Martinho Lutero, por sinal, seguindo seus primeiros ensinamentos de Direito antes da Teologia, vai por esta linha ao comentar Eclesiastes 7:16
É melhor ter paz e sossego, ainda que com desvantagem e direito menor, do que buscar com intranquilidade e desassossego interminável o direito mais exigente e rigoroso. De qualquer modo, até aí jamais chegaremos. Pois não é necessário que um bom atirador acerte sempre na baliza ou na mosca. Quem acerta bem próximo da mosca ou várias vezes no alvo também é bom atirador. Todos os grandes sábios e também a experiência confirmam que existem e diariamente vão surgindo muito mais litígios e casos do que se pudesse abranger com leis e direito. Por isso também dizem que a lei rigorosa é a maior injustiça, como também diz Salomão: "Não sejas demasiadamente justo, para não quebrares a cabeça".
(Bíblia Sagrada com Reflexões de Lutero, p. 624)
Então, parece que estão com a razão alguns comentaristas que dizem que deve se entender essa palavra por legal, legalista, que cumpre a lei ao pé da letra. Desta maneira, não devemos ser legalistas como os fariseus, por exemplo. 

Com relação ao "exageradamente sábio", o significado me parece que seja também de não querer ser o sabe-tudo, o dono da verdade, alguém que não só dita mas detém o monopólio da interpretação das regras como se fosse o próprio Deus. 

Além disso, bem no espírito de Eclesiastes, o Pregador quer que se viva a vida sem grandes obrigações de ser a mais certinha das pessoas. O lema dele é "viva por prazer e não por obrigação". 

Por "demasiadamente perverso ou louco", eu acho que o contexto indica que não devemos ser alucinadamente materialistas, ou seja, que vivamos única e exclusivamente em função de aumentar o nosso prazer material, esquecendo-nos do espiritual e dos pequenos prazeres da vida. 

E entenda-se por "prazer material" aí tanto os excessos carnais como tudo aquilo que desrespeita, rouba, fere e mata os outros, apenas para que consigamos atingir os nossos objetivos mundanos pisando neles. 

É na mescla de todas essas qualidades que o sábio sugere que devemos encontrar o equilíbrio na vida.

Como o Pregador já havia dito logo no começo (1:8), muito conhecimento é enfado.
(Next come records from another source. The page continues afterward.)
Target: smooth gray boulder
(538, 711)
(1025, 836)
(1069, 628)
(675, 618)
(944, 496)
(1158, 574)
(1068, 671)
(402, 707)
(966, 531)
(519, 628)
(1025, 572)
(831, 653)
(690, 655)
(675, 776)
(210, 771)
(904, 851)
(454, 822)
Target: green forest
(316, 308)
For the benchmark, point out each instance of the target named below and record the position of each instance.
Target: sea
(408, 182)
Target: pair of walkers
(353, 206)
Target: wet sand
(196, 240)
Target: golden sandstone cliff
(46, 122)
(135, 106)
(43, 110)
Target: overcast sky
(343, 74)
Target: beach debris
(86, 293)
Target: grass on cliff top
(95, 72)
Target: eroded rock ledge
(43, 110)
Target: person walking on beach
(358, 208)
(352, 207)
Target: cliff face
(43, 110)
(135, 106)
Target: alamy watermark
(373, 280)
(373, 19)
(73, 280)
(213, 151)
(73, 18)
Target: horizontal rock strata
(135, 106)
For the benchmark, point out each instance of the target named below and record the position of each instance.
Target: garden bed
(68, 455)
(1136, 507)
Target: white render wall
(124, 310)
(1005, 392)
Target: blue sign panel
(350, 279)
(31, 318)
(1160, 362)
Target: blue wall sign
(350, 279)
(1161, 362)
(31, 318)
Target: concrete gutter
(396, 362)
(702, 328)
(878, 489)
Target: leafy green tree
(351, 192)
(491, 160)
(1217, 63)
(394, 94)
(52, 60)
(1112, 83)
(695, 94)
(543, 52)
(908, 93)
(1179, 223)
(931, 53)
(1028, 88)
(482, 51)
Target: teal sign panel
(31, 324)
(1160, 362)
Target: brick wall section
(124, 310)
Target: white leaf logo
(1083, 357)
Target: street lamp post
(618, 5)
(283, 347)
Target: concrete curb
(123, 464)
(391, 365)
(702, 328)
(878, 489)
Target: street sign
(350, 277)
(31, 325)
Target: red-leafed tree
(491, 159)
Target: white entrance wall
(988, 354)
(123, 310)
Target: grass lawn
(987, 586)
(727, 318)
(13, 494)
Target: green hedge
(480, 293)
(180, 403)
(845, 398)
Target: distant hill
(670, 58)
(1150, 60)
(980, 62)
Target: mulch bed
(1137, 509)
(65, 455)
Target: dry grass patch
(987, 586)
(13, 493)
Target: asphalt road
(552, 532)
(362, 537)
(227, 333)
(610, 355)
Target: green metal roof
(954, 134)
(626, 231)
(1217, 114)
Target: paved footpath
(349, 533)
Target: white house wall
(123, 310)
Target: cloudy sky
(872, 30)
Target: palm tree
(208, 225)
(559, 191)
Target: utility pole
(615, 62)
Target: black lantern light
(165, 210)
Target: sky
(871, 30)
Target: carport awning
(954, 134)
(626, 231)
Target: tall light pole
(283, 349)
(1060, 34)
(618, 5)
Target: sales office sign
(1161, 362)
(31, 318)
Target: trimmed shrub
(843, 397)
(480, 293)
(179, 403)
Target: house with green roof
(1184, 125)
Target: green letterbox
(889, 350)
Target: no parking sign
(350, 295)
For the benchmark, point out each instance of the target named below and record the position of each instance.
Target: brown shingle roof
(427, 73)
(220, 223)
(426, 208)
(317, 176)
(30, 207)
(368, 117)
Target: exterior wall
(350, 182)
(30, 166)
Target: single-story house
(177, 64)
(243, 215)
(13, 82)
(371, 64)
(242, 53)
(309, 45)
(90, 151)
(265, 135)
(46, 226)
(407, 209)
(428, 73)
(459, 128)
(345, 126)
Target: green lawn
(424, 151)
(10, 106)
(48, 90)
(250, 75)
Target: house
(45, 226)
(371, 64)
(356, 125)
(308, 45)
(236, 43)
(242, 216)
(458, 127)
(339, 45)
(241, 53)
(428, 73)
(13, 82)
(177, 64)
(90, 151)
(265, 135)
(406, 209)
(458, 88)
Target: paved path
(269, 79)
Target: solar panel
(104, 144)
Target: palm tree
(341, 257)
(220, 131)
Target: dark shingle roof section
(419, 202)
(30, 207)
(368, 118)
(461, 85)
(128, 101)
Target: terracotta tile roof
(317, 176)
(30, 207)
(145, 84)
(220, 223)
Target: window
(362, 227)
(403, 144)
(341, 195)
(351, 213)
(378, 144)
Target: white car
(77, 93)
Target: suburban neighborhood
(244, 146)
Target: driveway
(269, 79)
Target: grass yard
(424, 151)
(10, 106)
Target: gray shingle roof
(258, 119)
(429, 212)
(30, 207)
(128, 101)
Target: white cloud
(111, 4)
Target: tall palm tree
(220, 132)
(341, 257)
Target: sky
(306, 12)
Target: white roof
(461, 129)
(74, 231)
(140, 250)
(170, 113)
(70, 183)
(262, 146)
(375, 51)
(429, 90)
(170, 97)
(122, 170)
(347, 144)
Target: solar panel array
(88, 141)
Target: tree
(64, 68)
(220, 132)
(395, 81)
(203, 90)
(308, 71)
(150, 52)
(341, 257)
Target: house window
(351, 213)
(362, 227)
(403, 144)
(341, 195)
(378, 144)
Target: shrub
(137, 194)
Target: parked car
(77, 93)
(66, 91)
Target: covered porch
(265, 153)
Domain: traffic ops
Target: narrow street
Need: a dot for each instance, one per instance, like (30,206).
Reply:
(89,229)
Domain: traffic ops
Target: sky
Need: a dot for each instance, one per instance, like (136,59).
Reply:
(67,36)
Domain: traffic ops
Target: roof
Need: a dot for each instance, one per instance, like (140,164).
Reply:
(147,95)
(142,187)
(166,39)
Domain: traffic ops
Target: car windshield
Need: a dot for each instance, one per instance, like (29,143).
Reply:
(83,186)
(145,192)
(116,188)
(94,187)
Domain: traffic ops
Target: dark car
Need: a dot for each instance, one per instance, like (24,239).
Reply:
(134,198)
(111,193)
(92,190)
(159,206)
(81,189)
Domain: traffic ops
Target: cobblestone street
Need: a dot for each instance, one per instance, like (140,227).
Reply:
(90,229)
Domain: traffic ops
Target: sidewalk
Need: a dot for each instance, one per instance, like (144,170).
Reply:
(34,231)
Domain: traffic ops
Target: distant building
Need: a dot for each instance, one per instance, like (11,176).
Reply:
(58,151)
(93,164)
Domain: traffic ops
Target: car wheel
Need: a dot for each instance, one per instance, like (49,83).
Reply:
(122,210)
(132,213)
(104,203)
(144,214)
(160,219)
Logo, perseguir a sabedoria apenas por perseguir também é vaidade, pois ela sempre se afasta de nós (v. 23). 

Quanto mais sábios ficamos, menos sabemos, o que lembra a frase atribuída a Sócrates: "só sei que nada sei!". Ser sábio é ter consciência das próprias limitações e a elas se acomodar. 

Isto também tem uma aplicação prática e corriqueira. Por que se preocupar tanto em saber, com minúcias, o que acontece com certa pessoa ou situação? Qual benefício advém de focar a vida unicamente em algo ou alguém?

Querer saber demais nos põe em contato com a perversidade, a insensatez e a loucura (v. 25). Talvez por isso Deus tenha dito a Moisés que "as coisas encobertas pertencem ao Senhor nosso Deus" (Deuteronômio 29:29) e Jesus tenha dito aos discípulos: "ainda tenho muito que vos dizer; mas vós não o podeis suportar agora" (João 16:12). 

Por fim, Qohélet faz um ataque aparentemente genérico às mulheres no v. 26, mas que deve ser entendido como uma autocrítica de Salomão a respeito de suas mulheres, o momento de introspecção de alguém que tinha 700 mulheres e 300 concubinas, "que lhe perverteram o coração" (1 Reis 11:3). 

As mulheres não devem se sentir desprestigiadas por esse trecho final do capítulo 7, mas há que entender a amargura de um homem poderoso que, no fim da vida, se viu "metido em muitas astúcias" (v. 29) que ele próprio causou.